Wegen des teils softeren Stils stehen staatliche Rechtsrock-Gegner vor einer neuen Herausforderung. Verbieten lassen sich Stücke wie die von den zwei weiblichen amerikanischen Teenagern, die sich "Prussian Blue" nennen und damit für "White Nationalism" werben, nicht. Auf Portalen wie YouTube sind sie jederzeit zu haben. Wenn Jugendliche dort außerdem mit harmlosen Begriffen wie "Heimat" oder "Deutschland" suchen, treffen sie schnell auf rechtsextreme Propaganda-Clips. Mit Musik unterlegte Filme von Demos, die rechten Aktionismus zum neuzeitlichen Revoluzzertum umdeuten. Diese Clips werden ständig hochgeladen. "YouTube ist das populärste Verbreitungsmedium für Rechtsextreme", sagt Bremer. Den Rechten gehe es darum, ein "eigenes jugendkulturelles Image" aufzubauen, sagt auch LKA-Kommissar Kolbeck. Im Internet sei da vieles möglich. Und es stoßen nicht nur überzeugte Anhänger auf das Material.
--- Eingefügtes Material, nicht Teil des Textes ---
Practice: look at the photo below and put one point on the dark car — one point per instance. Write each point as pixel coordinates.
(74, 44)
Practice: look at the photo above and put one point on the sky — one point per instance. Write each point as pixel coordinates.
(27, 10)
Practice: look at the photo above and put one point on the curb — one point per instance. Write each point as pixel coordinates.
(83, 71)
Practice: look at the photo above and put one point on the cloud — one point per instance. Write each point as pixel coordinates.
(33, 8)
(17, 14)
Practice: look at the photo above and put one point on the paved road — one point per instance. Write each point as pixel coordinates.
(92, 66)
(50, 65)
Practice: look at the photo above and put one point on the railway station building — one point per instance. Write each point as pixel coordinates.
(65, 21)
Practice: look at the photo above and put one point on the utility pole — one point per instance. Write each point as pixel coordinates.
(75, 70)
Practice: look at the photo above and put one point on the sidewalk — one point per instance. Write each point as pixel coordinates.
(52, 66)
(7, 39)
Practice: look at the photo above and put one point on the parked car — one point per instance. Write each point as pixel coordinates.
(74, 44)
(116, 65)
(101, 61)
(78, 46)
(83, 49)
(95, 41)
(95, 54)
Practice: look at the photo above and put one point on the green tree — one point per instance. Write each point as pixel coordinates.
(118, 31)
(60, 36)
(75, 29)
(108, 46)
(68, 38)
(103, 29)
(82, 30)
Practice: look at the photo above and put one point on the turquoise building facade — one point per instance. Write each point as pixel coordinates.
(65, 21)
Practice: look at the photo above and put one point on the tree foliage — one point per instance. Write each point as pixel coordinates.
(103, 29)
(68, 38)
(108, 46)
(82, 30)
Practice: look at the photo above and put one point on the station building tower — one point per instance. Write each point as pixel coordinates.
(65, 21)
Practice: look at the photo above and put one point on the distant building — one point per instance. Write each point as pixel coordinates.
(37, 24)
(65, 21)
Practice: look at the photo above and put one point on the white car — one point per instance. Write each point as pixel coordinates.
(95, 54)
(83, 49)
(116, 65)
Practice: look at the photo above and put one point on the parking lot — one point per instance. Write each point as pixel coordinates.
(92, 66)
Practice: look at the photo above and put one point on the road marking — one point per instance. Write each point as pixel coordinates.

Mittlerweile werden zwar auch Webseiten indiziert. Wenn die Anbieter sich im Ausland befinden, ist es allerdings schwierig, gegen die Homepages vorzugehen. Polizei, Verfassungsschutz und Bürgerbündnisse setzen deshalb verstärkt auf Aufklärung. An vielen Schulen werden Fortbildungen für Lehrer veranstaltet, in denen es auch um rechtsextreme Musik geht. Auffällige Verteilaktionen vor Schulen sorgen somit schnell für Aufsehen, aber unter der Hand gelangen Rechtsrock-Alben immer wieder an ihr Ziel - gelegentlich sogar in Kinderhände. Aktivisten vom "Netzwerk-Sachsen gegen Rechtsextremismus" sind an Grundschulen auf rechte Alben gestoßen. Alrik Bauer, der für den sächsischen Verfassungsschutz Lehrer aufklärt, sagt: "Es gibt Kinder im Grundschulalter, die durchaus mal ein Hakenkreuz in Hefte zeichnen oder eine CD vom großen Bruder im Pausenraum vorspielen." Deshalb ist er nun schon an Grundschulen aktiv. Auch in Brandenburg beginnt die Aufklärung dort zaghaft. "Wir wünschten uns, dass es breiter wäre, das muss man schon sagen", gesteht die Verfassungsschutz-Chefin Winfriede Schreiber ein.
Schnitzeljagd zum Konzert
Das emotionale Erlebnis "Konzert" halten Ermittler für die nächste Werbestufe nach der CD, wenn ein erstes Interesse schon da ist. In Berlin war die Polizei zeitweise so rigoros gegen Musikveranstaltungen vorgegangen, dass die Rechten dem bekanntesten Einsatzleiter Hass-Songs widmeten und in seiner Wohngegend demonstrieren wollten. Es gibt seitdem eigentlich keine Konzerte mehr. Nun liefern sich die Veranstalter in Brandenburg an den Wochenenden regelrechte Schnitzeljagden mit der Polizei. Meist haben sie mehrere Räume unter einem Vorwand angemietet und versuchen, die Fans dorthin zu lotsen, ohne dass die Beamten etwas mitbekommen. 2007 haben sie es 14-mal geschafft. Fünf Konzerte davon wurden aufgelöst.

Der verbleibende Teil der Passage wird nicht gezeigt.